Influence of strain differences in mice on the metabolism and toxicity of benzene

Chronic benzene exposure results in a progressive depression of bone marrow function and is thought to be caused by a metabolite of benzene (Snyder and Kocsis, 1975; Goldstein and Laskin, 1977). Several reports concerning differences in xenobiotic metabolism and toxicity among inbred strains of mice prompted us to study benzene metabolism and toxicity in C57BL/6 and DBA/2 mice. DBA/2 mice were more susceptible to benzene than C57BL/6 mice. No differences in the total amount of urinary benzene metabolites produced were found between the strains; however, differences in the relative amounts of specific metabolites were noted. DBA/2 mice produced more phenylglucuronide but less ethereal sulfate conjugates than C57BL/6 mice. Hydrolysis of the urinary conjugates revealed that DBA/2 mice excreted more phenol, but less hydroquinone than C57BL/6 mice. Multiple dose studies revealed that the more resistant C57BL/6 mice contained less water soluble benzene metabolites in bone marrow, liver, kidney, blood, spleen, and lung than DBA/2 mice. C57BL/6 mice also contained less covalently bound metabolites in bone marrow, blood, spleen, and muscle than DBA/2 mice following multiple doses of benzene. V_max values for UDPGA utilization in C57BL/6 mice were almost six times the V_max values observed for DBA/2 mice. Furthermore, V_max values for phenylsulfate formation in C57BL/6 mice were three times the V_max values for DBA/2 mice. It was concluded that the difference in susceptibility to benzene between C57BL/6 and DBA/2 mice was not the result of a single factor, buth rather, the sum total of a number of metabolic events.     

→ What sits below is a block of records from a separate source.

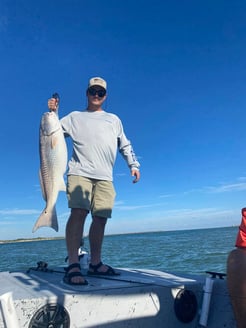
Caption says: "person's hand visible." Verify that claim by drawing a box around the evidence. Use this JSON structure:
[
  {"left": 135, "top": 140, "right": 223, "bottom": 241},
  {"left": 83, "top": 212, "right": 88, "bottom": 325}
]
[
  {"left": 131, "top": 169, "right": 140, "bottom": 183},
  {"left": 48, "top": 98, "right": 58, "bottom": 112}
]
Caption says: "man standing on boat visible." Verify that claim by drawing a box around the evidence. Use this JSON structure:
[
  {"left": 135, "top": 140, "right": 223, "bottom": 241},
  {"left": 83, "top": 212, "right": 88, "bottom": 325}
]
[{"left": 48, "top": 77, "right": 140, "bottom": 285}]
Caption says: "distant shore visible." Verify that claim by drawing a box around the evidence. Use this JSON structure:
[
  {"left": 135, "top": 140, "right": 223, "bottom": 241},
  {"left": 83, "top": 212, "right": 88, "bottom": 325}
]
[{"left": 0, "top": 237, "right": 65, "bottom": 244}]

In utero and in vitro effects of benzene and its metabolites on erythroid differentiation and the role of reactive oxygen species

Benzene is a ubiquitous occupational and environmental toxicant. Exposures to benzene both prenatally and during adulthood are associated with the development of disorders such as aplastic anemia and leukemia. Mechanisms of benzene toxicity are unknown; however, generation of reactive oxygen species (ROS) by benzene metabolites may play a role. Little is known regarding the effects of benzene metabolites on erythropoiesis. Therefore, to determine the effects of in utero exposure to benzene on the growth and differentiation of fetal erythroid progenitor cells (CFU-E), pregnant CD-1 mice were exposed to benzene and CFU-E numbers were assessed in fetal liver (hematopoietic) tissue. In addition, to determine the effect of benzene metabolite-induced ROS generation on erythropoiesis, HD3 chicken erythroblast cells were exposed to benzene, phenol, or hydroquinone followed by stimulation of erythrocyte differentiation. Our results show that in utero exposure to benzene caused significant alterations in female offspring CFU-E numbers. In addition, exposure to hydroquinone, but not benzene or phenol, significantly reduced the percentage of differentiated HD3 cells, which was associated with an increase in ROS. Pretreatment of HD3 cells with polyethylene glycol-conjugated superoxide dismutase (PEG-SOD) prevented hydroquinone-induced inhibition of erythropoiesis, supporting the hypothesis that ROS generation is involved in the development of benzene erythrotoxicity. In conclusion, this study provided evidence that ROS generated as a result of benzene metabolism may significantly alter erythroid differentiation, potentially leading to the development of Blood Disorders.